You are working in the file "main.py". This file holds the logic we want to deploy to our cloud function. However, first, we want to get the connection name of our cloud SQL database in order to avoid entering the IP address. Please navigate to the overview page of cloud SQL and copy the connection name to the clipboard:

Next, let's transfer the logic of the Jupyter Notebook to our method "ingest_webshop".

from google.cloud import storage
from datetime import datetime
import pymysql
 
def ingest_webshop(request):
    """ connects to the webshop database, retrieves all rows from the
        table "sales" and uploads these into a file on GCS
    """
    # connect to the database - replace <cloud SQL IP> with the IP of your cloud SQL server
    conn = pymysql.connect(unix_socket='/cloudsql/pk-bigdata:us-central1:pk-sql', user='root', password='', db='webshop')
 
    # create a string that holds all rows of the table "sales" in a csv-ready format
    with conn.cursor() as cur:
        cur.execute('SELECT * FROM sales')
        rows = cur.fetchall()
        sales = "date, weekday, region, age_group, product, product_group, sales_value\n"
        for row in rows:
            sales += (f'{row[0]}, {row[1]}, {row[2]}, {row[3]}, {row[4]}, {row[5]}, {row[6]}\n')
 
    # create a filename with a timestamp and store the data in a csv file in the datalake
    filename = f"webshop_sales_fromfunction_{datetime.now().strftime('%Y%m%d_%H%M%S')}.csv"
    storage_client = storage.Client()
    bucket = storage_client.get_bucket("pk-gcs")
    blob = bucket.blob(filename)
 
    blob.upload_from_string(sales, content_type='text/csv')

    return 'Success'


Next, we'll need to specify that our cloud function requires some Python packages.

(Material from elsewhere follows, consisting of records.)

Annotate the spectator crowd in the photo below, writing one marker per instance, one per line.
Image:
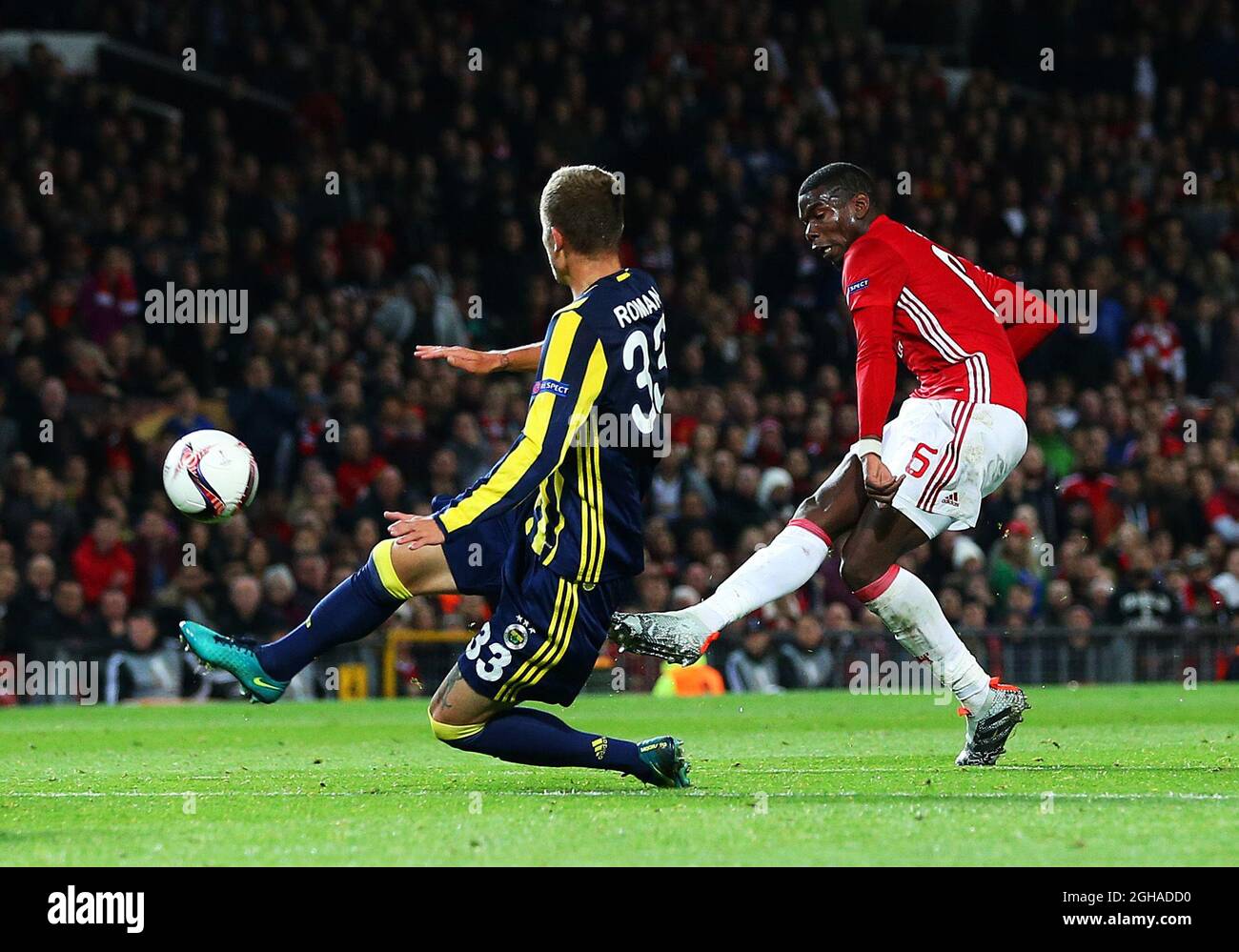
(1116, 172)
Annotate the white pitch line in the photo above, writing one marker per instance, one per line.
(699, 794)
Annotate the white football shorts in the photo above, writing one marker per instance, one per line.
(952, 456)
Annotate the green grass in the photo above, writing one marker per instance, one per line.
(1139, 775)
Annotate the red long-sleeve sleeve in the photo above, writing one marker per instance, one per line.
(874, 275)
(875, 367)
(1027, 318)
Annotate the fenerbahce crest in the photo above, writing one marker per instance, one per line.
(516, 636)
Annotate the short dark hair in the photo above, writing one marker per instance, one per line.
(586, 205)
(851, 178)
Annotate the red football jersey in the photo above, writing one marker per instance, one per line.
(940, 314)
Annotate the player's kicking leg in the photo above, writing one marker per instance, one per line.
(771, 573)
(912, 614)
(348, 613)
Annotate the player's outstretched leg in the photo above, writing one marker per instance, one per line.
(348, 613)
(769, 573)
(467, 720)
(912, 614)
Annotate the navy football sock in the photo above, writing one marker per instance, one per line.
(350, 611)
(541, 739)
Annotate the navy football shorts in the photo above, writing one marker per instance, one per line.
(545, 631)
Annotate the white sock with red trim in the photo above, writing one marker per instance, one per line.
(915, 618)
(769, 573)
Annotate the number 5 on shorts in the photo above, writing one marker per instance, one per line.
(920, 462)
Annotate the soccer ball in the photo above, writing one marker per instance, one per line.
(210, 475)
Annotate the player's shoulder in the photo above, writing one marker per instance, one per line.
(875, 256)
(619, 301)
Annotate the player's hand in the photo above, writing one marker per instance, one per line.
(414, 531)
(465, 358)
(880, 485)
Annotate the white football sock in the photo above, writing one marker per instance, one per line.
(769, 573)
(915, 618)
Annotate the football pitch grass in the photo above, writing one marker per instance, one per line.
(1124, 775)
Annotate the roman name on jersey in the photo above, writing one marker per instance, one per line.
(632, 312)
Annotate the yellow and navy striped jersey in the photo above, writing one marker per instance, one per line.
(586, 454)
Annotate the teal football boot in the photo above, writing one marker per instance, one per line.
(665, 759)
(236, 658)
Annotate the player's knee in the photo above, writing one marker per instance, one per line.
(808, 508)
(446, 732)
(858, 569)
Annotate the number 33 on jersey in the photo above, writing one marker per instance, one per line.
(591, 439)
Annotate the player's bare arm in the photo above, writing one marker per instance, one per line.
(472, 361)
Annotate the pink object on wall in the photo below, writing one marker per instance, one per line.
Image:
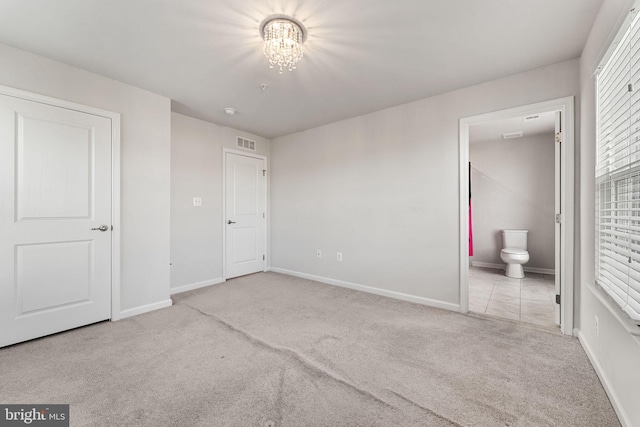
(470, 216)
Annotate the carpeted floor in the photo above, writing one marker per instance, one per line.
(273, 350)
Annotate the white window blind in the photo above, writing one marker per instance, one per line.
(618, 171)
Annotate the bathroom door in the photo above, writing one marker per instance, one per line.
(558, 223)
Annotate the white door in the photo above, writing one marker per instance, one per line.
(55, 191)
(245, 219)
(558, 231)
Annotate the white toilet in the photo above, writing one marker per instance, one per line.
(514, 252)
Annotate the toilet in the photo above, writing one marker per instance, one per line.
(514, 252)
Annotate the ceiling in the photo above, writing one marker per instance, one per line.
(493, 130)
(360, 55)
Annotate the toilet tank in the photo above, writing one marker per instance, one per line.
(516, 239)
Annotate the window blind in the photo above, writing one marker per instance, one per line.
(618, 171)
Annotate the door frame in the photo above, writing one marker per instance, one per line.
(115, 177)
(265, 262)
(567, 193)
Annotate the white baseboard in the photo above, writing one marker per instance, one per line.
(620, 412)
(504, 266)
(144, 309)
(198, 285)
(371, 290)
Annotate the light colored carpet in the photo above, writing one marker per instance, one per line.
(273, 350)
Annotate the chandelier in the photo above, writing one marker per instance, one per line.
(283, 37)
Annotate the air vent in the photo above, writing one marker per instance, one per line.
(245, 143)
(512, 135)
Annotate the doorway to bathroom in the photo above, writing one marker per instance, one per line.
(520, 177)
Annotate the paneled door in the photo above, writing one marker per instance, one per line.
(558, 226)
(55, 219)
(245, 219)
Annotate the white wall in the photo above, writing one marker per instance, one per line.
(513, 187)
(145, 156)
(614, 352)
(196, 171)
(383, 189)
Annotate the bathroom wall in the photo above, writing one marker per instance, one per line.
(512, 185)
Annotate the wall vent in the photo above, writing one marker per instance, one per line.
(512, 135)
(245, 143)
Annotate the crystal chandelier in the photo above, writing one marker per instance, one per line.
(283, 38)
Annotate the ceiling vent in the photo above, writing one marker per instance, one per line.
(245, 143)
(512, 135)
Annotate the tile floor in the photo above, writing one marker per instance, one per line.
(531, 299)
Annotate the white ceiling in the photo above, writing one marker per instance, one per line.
(493, 131)
(360, 55)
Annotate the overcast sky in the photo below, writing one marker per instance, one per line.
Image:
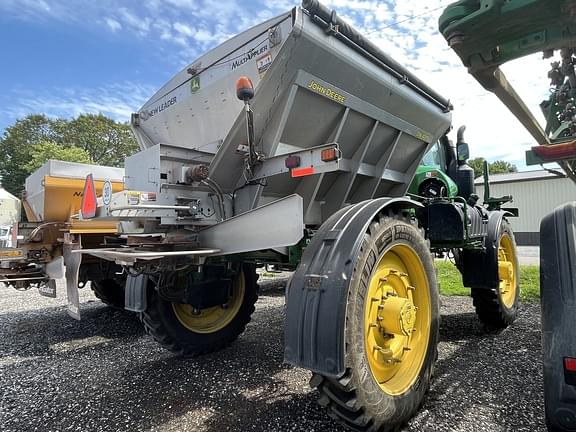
(66, 57)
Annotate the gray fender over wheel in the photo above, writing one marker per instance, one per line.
(558, 301)
(366, 286)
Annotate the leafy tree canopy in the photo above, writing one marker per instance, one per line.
(87, 138)
(496, 167)
(45, 150)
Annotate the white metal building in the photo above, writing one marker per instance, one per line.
(535, 193)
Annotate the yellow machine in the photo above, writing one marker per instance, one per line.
(51, 201)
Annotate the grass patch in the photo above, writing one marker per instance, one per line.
(451, 281)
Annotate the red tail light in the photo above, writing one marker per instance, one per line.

Click on "requirements.txt" and add this code at the end of the file:

google-cloud-storage
datetime
pymysql

Hit "Deploy" (either from requirements.txt or main.py):

Wait 1-2 minutes until the function is deployed and then click on its name:

Go to the "Testing" section and hit "Test the function". The output should be "OK".

You should now see the output in your bucket:

Results

  1. You transferred the sample logic from the notebook to a cloud function (main.py).
  2. You specified requirements on packages of your function (requirements.txt).
  3. You deployed the function and tested it.
  4. The ingestion logic (i.e. the cloud function) is now ready to be scheduled regularly.

We set up a cloud scheduler in the lab "Image to GCS with Cloud Functions" (see https://pkuep.github.io/pk-bigdata/batch_ingestion_cloudfunctionimage). The steps to automate this function are the same. Thus, we'll spare them here.

Please make sure to delete your scheduled job in the cloud scheduler (if applicable):

Next, you may want to delete the files in the bucket.

Next, you should delete the cloud function:

You may want to rename and download the JupyterLab Notebook we created (however, it is also available via GitHub):

You should also delete or at least shut down your cloud SQL instance (in the live-lecture, please leave your SQL server running!):

You should also delete or at least shut down your notebook (under "AI Platform") - (in the live lecture, please leave your notebook running!):

Results

  1. You finished the lab and performed all necessary clean-up tasks.

Congratulations, you set up a state-of-the-art cloud ingestion pipeline using cloud functions and scheduled its execution.